Todos nós conhecemos a texto evangélico do doutor da lei que, querendo por à prova o divino Mestre, dirigiu-lhe a palavra perguntando: “Qual o maior preceito da lei?”

Jesus lhe respondeu: “O maior mandamento é este: amarás o Senhor teu Deus de todo o coração, de toda a tua alma e de todo o teu entendimento.” E continuou: “o segundo é semelhante a este: amarás o teu próximo como a ti mesmo” E concluiu: “Nestes dois mandamentos estão contidos toda a lei e os profetas” É a narração de Mateus (Cf. 22,34-41) e Marcos (Cf. 12, 28-34) com pequenas nuances.

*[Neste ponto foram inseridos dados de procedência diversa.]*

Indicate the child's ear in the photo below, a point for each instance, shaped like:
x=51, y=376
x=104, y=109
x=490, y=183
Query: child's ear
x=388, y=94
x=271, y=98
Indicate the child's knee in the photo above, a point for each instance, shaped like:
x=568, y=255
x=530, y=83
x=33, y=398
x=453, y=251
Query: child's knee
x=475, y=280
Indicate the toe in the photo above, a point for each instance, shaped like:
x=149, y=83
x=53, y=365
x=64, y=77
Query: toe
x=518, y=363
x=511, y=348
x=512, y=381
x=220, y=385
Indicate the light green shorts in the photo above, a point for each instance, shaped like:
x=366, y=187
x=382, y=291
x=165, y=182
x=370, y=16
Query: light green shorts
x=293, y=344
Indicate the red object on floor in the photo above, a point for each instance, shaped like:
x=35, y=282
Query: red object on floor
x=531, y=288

Lucas (Cf. 10,25-37) tem texto semelhante, mas, à pergunta do legista sobre como entrar na vida eterna, fá-lo ele próprio responder. E este querendo justificar o seu questionamento, pergunta quem é o seu próximo.

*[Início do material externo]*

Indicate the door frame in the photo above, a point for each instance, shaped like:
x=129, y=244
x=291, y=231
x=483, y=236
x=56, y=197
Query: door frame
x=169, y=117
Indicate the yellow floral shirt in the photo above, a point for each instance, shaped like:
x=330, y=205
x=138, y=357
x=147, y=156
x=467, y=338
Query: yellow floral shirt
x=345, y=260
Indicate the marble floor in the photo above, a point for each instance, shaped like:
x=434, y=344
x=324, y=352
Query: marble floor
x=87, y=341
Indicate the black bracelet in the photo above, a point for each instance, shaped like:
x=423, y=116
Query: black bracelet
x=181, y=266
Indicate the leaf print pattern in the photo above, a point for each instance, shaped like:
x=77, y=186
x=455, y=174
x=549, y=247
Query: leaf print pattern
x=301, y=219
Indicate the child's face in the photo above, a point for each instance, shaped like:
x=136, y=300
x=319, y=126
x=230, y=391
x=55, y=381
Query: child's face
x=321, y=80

Conhecemos o episódio. Sabemos de cor a lei. Mas também querendo nos justificar, não quanto à pergunta, mas quanto ao nosso procedimento, repetimos o mesmo questionamento: “quem é o meu próximo?”


No texto de São Lucas, segue-se a parábola do bom samaritano. Aquele homem que, numa viagem, foi assaltado, deixando-o os assaltantes quase morto à beira da estrada. Por ele passou muita gente importante e que nem deu-lhe atenção. Somente um estrangeiro, inimigo político, teve coragem e a ousadia de se inclinar sobre ele e dar-lhe todo o socorro.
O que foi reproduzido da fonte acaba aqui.